As new species/morphs come in the overall demand for each species/morph drops, draw that line out over time and you`ll get a very different picture. Exponential growth doesn`t go on forever.

I have bred 7 gens w/ no outward deleterious effects(I understand the whole inbreeding thing but we`re talking demand for pets) and have bred animals at 13 years old, that`s 100 years of pets from one original pair. When we then go back for new blood we only need 100 or so for one year to go another 100+. Example:I have a pair of bicolors that are 13-14 years old from a pair of wc bicolor that came in over 26 years ago. They are still breeding and I`m growing up juvis to replace them but will hold the last they produce for a replacement group. I should be able to do that for 7 genereations as I did w/ Dwarf tincs w/ no outward deleterious affects, they would serve very well as pets. So we should only have to go back to the wild every 100 years or so.

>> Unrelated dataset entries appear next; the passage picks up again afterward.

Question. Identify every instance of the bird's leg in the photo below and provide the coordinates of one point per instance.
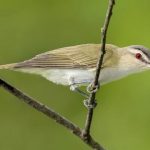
(75, 88)
(91, 89)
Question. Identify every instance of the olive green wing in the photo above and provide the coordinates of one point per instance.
(81, 56)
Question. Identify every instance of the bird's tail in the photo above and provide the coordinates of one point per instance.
(8, 66)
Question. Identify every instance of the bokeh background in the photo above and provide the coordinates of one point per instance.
(29, 27)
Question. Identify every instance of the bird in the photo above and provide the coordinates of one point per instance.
(75, 66)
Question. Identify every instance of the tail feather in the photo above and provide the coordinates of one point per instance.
(8, 66)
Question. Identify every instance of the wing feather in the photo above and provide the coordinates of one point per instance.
(81, 56)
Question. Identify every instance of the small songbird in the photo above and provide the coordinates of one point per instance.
(76, 65)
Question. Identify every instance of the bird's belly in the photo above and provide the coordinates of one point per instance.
(69, 76)
(112, 74)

You also don`t take into account how many people would be buying those auratus if cb leucs weren`t around or azureus weren`t at equal prices. Those sales, I`m sure, are reducing the number of wc/farmed auratus needed as it would be even higher if cb leucs and azureus weren`t around at comparable prices.

So, I have already said, yes the wild can produce more for cheaper at this point, and since americans always want the cheapest, demand for wc(imports or whatever is cheaper from another country)(mostly sold as cb, which if they were labeled accordingly would probably be less in demand) will always be more as long as it`s cheaper. Again, you can`t attribute that to cb though in saying it`s creating a bigger demand and increasing the need for wc. Overall #`s of cb frogs sold as opposed to what comes in, whether the country is open or not(as we`re never going to have all countries open to exports at once and they won`t all stay opened forever), I bet is reducing what would`ve actually came in. If you took all the cb sales of all darts as opposed to what is coming in or would`ve come in in wc frogs I bet cb sales(tru cb sales) are higher than imports. For me the glass is half full Ed, not half empty. In your world where you skew the question and leave out data I can see how you would attribute captive breeding to an increase in need for wc frogs. In my world though it`s the actual import practices that drive up the need for wc frogs, not captive breeding. It takes them more to supply what we could w/ half the numbers.
Sorry if there were other things to address, I have other pressing things for the weekend. Any comments or I`ll try and reread your statement Monday.


----------



## markpulawski (Nov 19, 2004)

Very simple, can CB reduce demand for WC....ABSOLUTELY!!
If 100 people want an Auratus and 50 are able to get a cb Auratus from a hobbyist then only 50 will get a WC, preferences aside it reduces demand.
Now if the export country has a 100 animal quota and no matter what the demand they collect and export 100 there is little to do to stop that. This board is filled with cb frogs for sale, what if tomorrow there were NONE, most would then be seeking out WC frogs to fulfill their hobbyist needs and the demand for WC would increase.
So in theory absolutely it reduces demand, if export country's set quota's for export and they fill them 100% there is little or nothing we can do to stop it.


----------



## Ed (Sep 19, 2004)

Hi Aaron,



frogfarm said:


> Allright Ed, it says CAN cb reduce demand, not is it reducing demand. So you can`t say at this point either way considering you have none of the data of cb sales, % growth of the hobby or what factors are expanding it. Captive breeding can not be used as the sole driver for the expansion of the hobby.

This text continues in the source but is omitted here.